Le modèle, dans l’Eglise, n’est pas celui du pouvoir et de la domination, c’est celui du service. N’oublions jamais que Jésus-Christ, le chef de l’Eglise, est celui qui a renoncé à lui-même, acceptant jusqu’à la mort sur la croix, pour le salut de l’humanité ! Or, de tout temps, se sont manifestés dans l’Églises des mécanismes de domination, de manipulation, de jugement… Il faut les condamner et les combattre !

 

Veiller les uns sur les autres et s’encourager mutuellement

Arrêtons-nous ensuite sur la double exhortation de notre texte : veiller les uns sur les autres pour nous inciter à mieux aimer, et s’encourager les uns les autres.

Attention : veiller les uns sur les autres, ce n’est pas se surveiller mutuellement… On surveille quelqu’un dont on se méfie, on veille sur quelqu’un qu’on aime. Et justement, le but, c’est d’aimer mieux. D’aider l’autre à progresser, à grandir spirituellement. Le but, c’est de s’encourager, pas de se juger. L’Eglise est appelée à être un lieu de bienveillance et d’encouragement. Voilà deux vertus dont nous avons tant besoin aujourd’hui, et qui se manifestent dans une communauté qui vit dans la confiance et la paix.

On a besoin les uns des autres pour accomplir, ensemble, l’appel que nous partageons. Dans le Seigneur des Anneaux, même lorsque la communauté sera dispersée, ce qui arrive avant la fin du premier volet de la trilogie, chacun aura son rôle à jouer et aidera ainsi à l’accomplissement de la mission. La solidarité de la communauté se poursuit, même lorsqu’elle est dispersée.

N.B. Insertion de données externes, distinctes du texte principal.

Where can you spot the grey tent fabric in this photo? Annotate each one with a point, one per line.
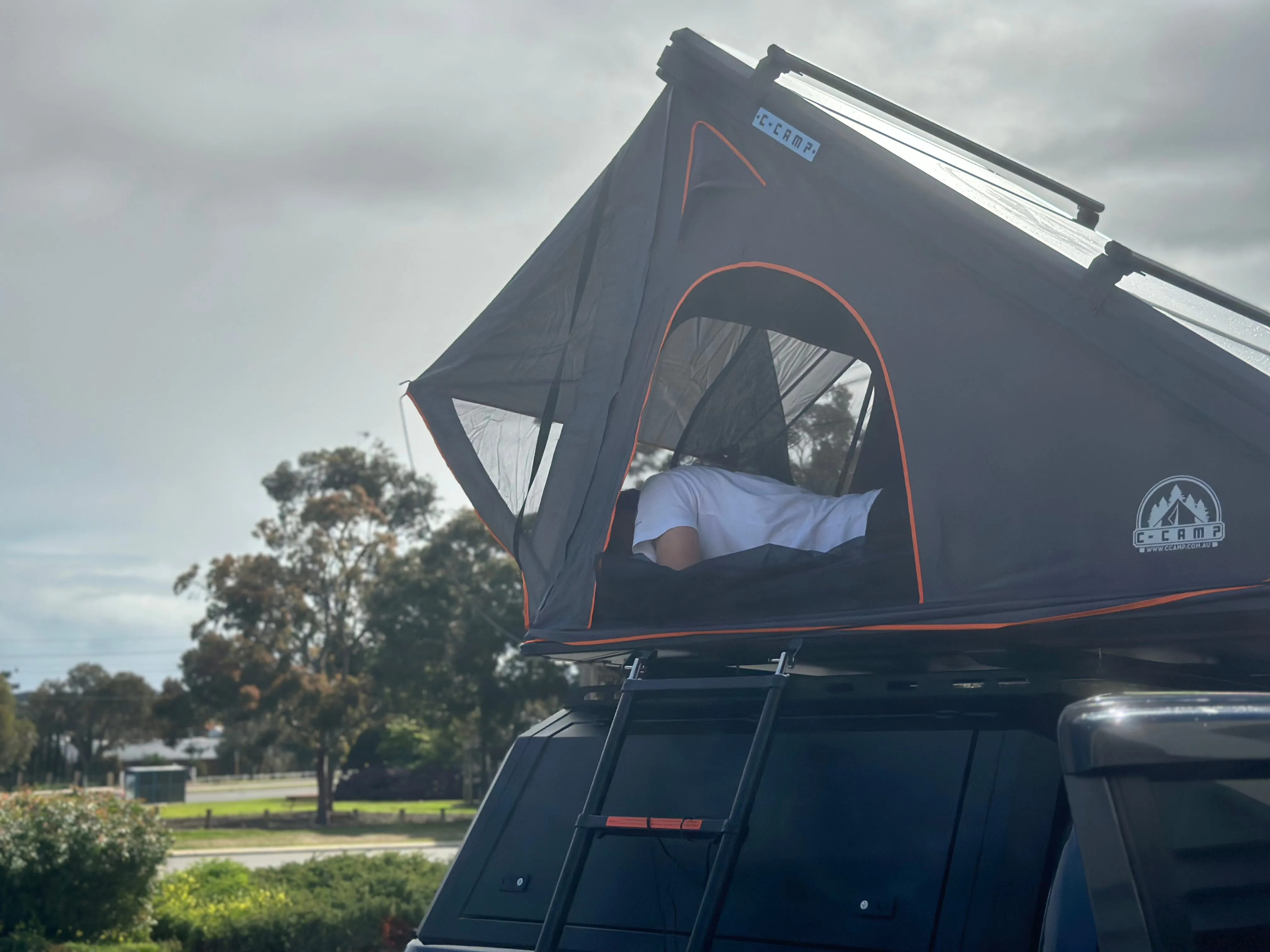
(1028, 403)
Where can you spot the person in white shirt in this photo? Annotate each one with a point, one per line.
(693, 513)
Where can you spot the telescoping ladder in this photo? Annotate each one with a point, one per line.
(729, 832)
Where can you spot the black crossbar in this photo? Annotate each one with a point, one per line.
(1132, 262)
(779, 61)
(695, 685)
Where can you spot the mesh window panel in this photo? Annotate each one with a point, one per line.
(1231, 332)
(756, 402)
(505, 444)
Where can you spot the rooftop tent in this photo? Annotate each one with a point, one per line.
(785, 279)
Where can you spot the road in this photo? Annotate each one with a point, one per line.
(260, 857)
(249, 790)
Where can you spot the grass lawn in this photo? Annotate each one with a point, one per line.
(281, 805)
(350, 836)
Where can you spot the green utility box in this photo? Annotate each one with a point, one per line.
(157, 785)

On peut dire, d’une certaine manière, que c’est encore une autre façon d’abandonner l’assemblée que de ne se sentir concerné par elle que le dimanche matin. Or, nous ne sommes pas une Église que lorsque nous sommes réunis pour le culte. Nous le sommes chaque jour, lorsque nous accomplissons, réunis ou dispersés, l’appel que nous partageons. C’est tous les jours que nous sommes appelés à aimer et à agir avec bonté.

On vit l’Eglise au quotidien quand on cultive notre appartenance commune, dans la solidarité, la fraternité, la prière les uns pour les autres… et cela bien-sûr au-delà même des limites de l’Eglise locale. C’est cela qui nous encourage et qui nous fait progresser spirituellement !

 

La communauté… de l’Agneau

Pour conclure, revenons à notre comparaison avec le Seigneur des Anneaux. En tant qu’Eglise, nous formons ensemble une communauté, unie dans une mission partagée. Il ne s’agit pas pour nous de détruire un anneau mais d’être témoin, en paroles et en actes, de Jésus-Christ mort et ressuscité.

Bref, nous ne sommes pas la communauté de l’anneau mais la communauté… de l’Agneau (un titre attribué au Christ et qui fait référence à sa mort en sacrifice) !

Nous ne devons pas oublier que nous avons une mission à accomplir, définie par le Christ. La raison d’être d’une Eglise, ce n’est pas seulement d’être un lieu de fraternité, de communion, de ressourcement… C’est bel et bien de répondre à l’appel que le Christ nous adresse.

Ce que nous vivons, notre façon de vivre l’Eglise, nos activités, notre projet… est-ce que tout cela contribue à l’accomplissement de la mission du Christ ? C’est la seule véritable question à se poser en tant qu’Église.

Et pour chacun, à notre niveau, nous pouvons nous demander : quel rôle, aussi modeste soit-il, ai-je, moi, à jouer pour contribuer à cette mission ?

Je vous laisse avec ces deux questions… en attendant le prochain volet de notre trilogie.